The Deep: Couple of weeks ago, the Union Disinvestments Minister, Mr Arun Shourie, cried foul over the selling by (apparently known to him) a "bear cartel". But, he stopped short of spilling the beans.
The SEBI and the RBI along with surveillance teams of stock exchanges were supposed to be grappling with the development of the February-March. As the disinvestments of PSU passed off peacefully, the focus on the issue of a continuing selling carnival has dimmed.
There is an appearance of a changed game plan in the short-run for the bigger players among the market tribes. The selling strategy, which has emerged in cash and derivatives (higher in the latter), suggested a method in madness.
A systemic lacuna, the absence of delivery obligation, has been used to the hilt.
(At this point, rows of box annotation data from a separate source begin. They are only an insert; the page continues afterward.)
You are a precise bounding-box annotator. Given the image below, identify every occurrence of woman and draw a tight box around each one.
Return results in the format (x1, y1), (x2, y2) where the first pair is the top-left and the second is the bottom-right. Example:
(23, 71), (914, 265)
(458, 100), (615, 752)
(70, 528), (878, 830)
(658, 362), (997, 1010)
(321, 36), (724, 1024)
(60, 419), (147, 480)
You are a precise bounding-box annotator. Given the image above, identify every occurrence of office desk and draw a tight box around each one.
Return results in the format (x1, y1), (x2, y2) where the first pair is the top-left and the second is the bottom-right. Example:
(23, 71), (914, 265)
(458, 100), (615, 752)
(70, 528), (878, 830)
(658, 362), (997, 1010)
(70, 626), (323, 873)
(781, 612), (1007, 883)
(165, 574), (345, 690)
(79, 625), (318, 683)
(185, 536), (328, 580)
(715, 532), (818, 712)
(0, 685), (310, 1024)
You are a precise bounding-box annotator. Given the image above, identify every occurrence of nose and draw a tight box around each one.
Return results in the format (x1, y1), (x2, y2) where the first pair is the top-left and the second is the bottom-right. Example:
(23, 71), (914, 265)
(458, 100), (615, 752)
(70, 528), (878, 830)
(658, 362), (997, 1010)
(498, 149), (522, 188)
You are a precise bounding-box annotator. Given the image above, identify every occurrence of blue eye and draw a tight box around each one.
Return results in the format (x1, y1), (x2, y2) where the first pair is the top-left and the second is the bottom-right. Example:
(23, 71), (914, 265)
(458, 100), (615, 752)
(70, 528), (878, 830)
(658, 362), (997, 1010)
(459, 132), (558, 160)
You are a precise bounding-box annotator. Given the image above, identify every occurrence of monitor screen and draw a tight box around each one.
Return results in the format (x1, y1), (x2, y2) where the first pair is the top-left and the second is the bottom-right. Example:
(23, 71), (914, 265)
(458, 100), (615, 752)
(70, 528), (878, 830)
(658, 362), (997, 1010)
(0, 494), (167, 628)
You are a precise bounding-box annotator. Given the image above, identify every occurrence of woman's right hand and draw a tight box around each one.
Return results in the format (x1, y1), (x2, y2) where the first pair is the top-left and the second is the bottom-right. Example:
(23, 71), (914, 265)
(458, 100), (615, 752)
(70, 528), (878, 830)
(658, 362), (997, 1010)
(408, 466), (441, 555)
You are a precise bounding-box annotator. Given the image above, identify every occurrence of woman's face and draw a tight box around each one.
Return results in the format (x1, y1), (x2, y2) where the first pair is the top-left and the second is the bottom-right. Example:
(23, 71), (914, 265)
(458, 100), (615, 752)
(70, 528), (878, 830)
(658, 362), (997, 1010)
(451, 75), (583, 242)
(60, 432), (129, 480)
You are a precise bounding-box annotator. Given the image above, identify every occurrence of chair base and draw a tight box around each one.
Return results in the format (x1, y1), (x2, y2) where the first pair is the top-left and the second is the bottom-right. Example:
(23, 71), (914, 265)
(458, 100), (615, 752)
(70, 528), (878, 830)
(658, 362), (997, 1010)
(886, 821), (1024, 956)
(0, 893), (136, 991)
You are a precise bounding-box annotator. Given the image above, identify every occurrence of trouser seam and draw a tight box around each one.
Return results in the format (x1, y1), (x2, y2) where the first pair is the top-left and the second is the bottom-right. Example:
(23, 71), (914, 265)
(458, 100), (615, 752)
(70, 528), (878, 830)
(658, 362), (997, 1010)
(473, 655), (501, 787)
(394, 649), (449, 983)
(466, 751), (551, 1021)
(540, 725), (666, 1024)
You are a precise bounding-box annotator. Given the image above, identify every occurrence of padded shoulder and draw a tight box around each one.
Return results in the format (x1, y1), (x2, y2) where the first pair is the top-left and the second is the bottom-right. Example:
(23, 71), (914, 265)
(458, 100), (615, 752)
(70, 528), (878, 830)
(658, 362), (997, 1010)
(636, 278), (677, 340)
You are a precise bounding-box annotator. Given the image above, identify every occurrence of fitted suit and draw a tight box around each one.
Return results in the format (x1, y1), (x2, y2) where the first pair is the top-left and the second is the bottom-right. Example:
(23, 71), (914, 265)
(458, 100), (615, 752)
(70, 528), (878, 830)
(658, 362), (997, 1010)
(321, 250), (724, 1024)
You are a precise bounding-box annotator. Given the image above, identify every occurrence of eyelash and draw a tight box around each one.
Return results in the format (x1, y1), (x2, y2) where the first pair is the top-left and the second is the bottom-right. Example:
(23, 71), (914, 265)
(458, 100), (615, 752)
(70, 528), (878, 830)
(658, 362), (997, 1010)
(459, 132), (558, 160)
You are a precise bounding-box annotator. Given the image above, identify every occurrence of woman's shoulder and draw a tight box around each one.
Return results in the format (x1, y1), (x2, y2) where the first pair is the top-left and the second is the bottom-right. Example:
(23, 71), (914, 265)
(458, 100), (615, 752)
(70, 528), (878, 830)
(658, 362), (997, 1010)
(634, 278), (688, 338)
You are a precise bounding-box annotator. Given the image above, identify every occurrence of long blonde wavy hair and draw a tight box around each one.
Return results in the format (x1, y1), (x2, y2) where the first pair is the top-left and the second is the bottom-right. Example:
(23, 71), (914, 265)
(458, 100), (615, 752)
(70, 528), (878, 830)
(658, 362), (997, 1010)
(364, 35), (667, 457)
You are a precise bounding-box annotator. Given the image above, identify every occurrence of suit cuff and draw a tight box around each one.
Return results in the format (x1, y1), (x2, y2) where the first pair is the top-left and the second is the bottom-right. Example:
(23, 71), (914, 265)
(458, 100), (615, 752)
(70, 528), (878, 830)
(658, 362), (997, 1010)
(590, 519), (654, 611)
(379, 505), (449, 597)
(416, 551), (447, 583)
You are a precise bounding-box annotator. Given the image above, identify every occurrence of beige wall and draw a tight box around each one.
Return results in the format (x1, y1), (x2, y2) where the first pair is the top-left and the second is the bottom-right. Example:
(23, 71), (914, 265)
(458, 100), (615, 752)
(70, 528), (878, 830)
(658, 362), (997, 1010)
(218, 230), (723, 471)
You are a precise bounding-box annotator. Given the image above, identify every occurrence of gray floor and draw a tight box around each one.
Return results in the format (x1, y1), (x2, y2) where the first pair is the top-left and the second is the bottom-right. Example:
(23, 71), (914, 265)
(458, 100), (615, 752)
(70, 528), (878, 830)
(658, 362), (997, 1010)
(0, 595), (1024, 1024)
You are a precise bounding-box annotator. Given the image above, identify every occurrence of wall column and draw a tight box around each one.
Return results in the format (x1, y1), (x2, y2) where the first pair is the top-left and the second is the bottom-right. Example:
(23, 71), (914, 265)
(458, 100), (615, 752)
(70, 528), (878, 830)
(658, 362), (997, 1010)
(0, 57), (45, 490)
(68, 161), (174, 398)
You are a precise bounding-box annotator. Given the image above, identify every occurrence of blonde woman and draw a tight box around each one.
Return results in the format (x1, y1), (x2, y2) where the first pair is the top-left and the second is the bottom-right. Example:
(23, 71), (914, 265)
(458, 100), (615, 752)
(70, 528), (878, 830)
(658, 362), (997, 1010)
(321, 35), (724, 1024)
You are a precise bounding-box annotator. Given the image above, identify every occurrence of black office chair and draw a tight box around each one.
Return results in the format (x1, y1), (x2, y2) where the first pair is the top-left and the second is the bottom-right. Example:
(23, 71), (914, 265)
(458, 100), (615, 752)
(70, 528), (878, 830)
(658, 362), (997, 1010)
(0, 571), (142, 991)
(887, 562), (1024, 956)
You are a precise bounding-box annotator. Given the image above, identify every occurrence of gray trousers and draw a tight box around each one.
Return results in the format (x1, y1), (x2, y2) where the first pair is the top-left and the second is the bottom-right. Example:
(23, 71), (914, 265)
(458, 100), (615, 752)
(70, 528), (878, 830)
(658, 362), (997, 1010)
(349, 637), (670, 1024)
The challenge posed by relative slowdown of liquidity has been turned into an opportunity.
Here goes the seamless action plan; sell short in the derivatives, particularly the stocks futures, keep the prices in the cash segment down through supply management till derivatives contracts expire on March 25 so that settlement prices are kept low (for that you do not need to invest, instead money can be mopped out from cash segment) and the selling volume difference in favour of futures contracts will ensure clean profits with least investments. Only rider, those with deep pocket and has the ability to move quickly with volumes, could adopt in the strategy.
The operators, corporates, high net worth individuals and some of the institutional investors seem to be have been following the strategy. It's a win-win situation for both bears and the bulls.
For example, in the last two weeks of trading, on two days (March 10 and 9), the FIIs, sold more than they bought in the stock futures, while they maintained the net positive investment figures slightly subdued in the cash segment, except for one day (March 8).
A chief investment officer of a foreign fund admitted that such a strategy was adopted by certain overseas funds because of the liquidity pressure faced by them (this could be for the subscription in the PSU divestments or redemption pressure or simple year-end consideration of the local outfit). However, one thing was clear from the weekly investment data that a sudden rise of interest in debts in the previous week, waned substantially last week.
The possible catch: This week, the secondary stock market is likely to remain volatile. The cash segment may see investment volume coming down on funds shortage. The activity in the stock futures is likely to dominate the cash segment trading strategy. Price line for the key index stock may remain under pressure.
This may induce certain bargain hunters to seek opportunity. They, however, may be a minority and may not be able to change the direction of the market significantly.
Though, the long-term economic and market outlook has not turned negative. But, a few dark clouds are gathering over the horizon. The rising trend in the petroleum and coal prices globally is one of them. At home, election dust will continue to blur vision for the next couple of months.
The great outsourcing saga for the domestic services and manufacturing sectors, that has been unfolding, is likely to go through dramatic twists and turns in the next few quarters.
The sailing for the India incorporated in the next three to four quarters, thus, may not be as smooth as one would have thought in the early part of bull run.